In the year leading up to his death, I asked my father what it was like to have the foresight of his own end.

It was a question that had gnawed at me since that Sunday morning in January when, freshly doused with New Year blessings from morning mass, he had marched purposefully into the dining room and given us the news. Bella and Bart held hands as they absorbed the meaning of his words; I sat rigid, gripping the arms of my chair. With the bright Winter sun splashed across his back, he had glowed like an archangel, a herald of fate embossed against the fire of divine tidings.

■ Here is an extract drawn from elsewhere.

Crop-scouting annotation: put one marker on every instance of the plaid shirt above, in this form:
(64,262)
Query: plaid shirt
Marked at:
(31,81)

It seemed to me a terrifying state of knowledge, the awareness to measure the end with such exactitude. That life could be reduced to calendar planning, to a resignation of oneself to an irrecoverable deficit of time, the penance of an irredeemable series of mistakes. It appeared to me the despair of measuring the erosion of a coastline, all the while knowing when the cliff will collapse and be reclaimed by the jaws of the sea. My father had lived in ignorance of the abrasions the cancer had wrought against his liver, without an awareness of when the cliff would falter.

* * *

‘Doesn’t it scare you, not even a little?’ I asked.
‘No, not at all. Fear of death, my love, is the emotional reserve of the living. My death is an event that has already taken place. Once you learn to dismiss the possibility of the miraculous, and say “I am already dead, really”. If there is any fear about the whole business of dying, it is bereavement, and bereavement is what happens to those left behind. I came to understand that most when your mother passed. For her loss, I was not prepared. Secretly, we all dupe ourselves with the instinct that life cannot leave without our express permission. But that’s not how it ends up working. I’m lucky, comparatively. My death is a certainty anchored in a calendar accuracy. So, you see, I have already grieved before the event – I want you to do away with it also, even before the event.’

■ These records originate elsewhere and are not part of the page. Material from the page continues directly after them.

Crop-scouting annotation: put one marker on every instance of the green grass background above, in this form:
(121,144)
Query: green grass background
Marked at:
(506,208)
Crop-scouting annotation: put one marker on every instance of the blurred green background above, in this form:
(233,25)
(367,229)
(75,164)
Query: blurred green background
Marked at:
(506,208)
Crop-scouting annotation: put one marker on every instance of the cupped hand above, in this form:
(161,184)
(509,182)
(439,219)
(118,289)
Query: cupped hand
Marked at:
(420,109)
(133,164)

An answer reasoned upon, a prepared answer as only the academic seasoned by many a seminar is capable. He said nothing further on the subject, the question was never asked again, and after a while accepted its terminally unanswered state.

* * *

Bella and I had never known our mother, neither as a personality nor as an icon. As young children, we had not missed her, rarely allowed her into our lives, although our father was forever making reference to her. It was as though he felt he could speak her into presence, declaring her beauty so it could appear before us, repeating her words so that her voice would usher forth from the emptiness and we might hear. At age 14, we went through a period of intense longing for her, (‘a delayed period of mourning’, Dad had called it). At that age, whenever he spoke her into being, we would memorise and trap the images like butterflies. Hoarding our harvest of father's wistful stories, we would take creativity upon ourselves, and developed a secret, shared imagination of our mother's being.

Inevitably, after a few months of expansive fantasising, our sculpting of spirit and flesh peaked and soon reached its end. Our intense imagining on the suppleness of locks or the fineness of her wrists... dwindled into tacit acceptance of the finished article. Our mother had been shaped into completion as an artifice of our minds, a synthetic memory; there was no more marble to chip away without defecting the article. Thereafter, she returned to the ghostliness of our infancy, and hovered quietly in the recesses of our twinned minds.

Now, burying my father, I thought again for my mother, and looked for her in the shadowed veils of the church. In my mind, I had liked to think of funerals as the haunt of ghosts, the weeping of unwitting mourners felt silently by the benign spectral presence of the dear ones deceased…

* * *

...I noticed that the room had succumbed to a deepening darkness. The candles around the room had begun to expire. The flames quivered, convulsed then, one by one, imploded into ascensions of pale wisps that arched up and dissipated into the heavy, empty evening.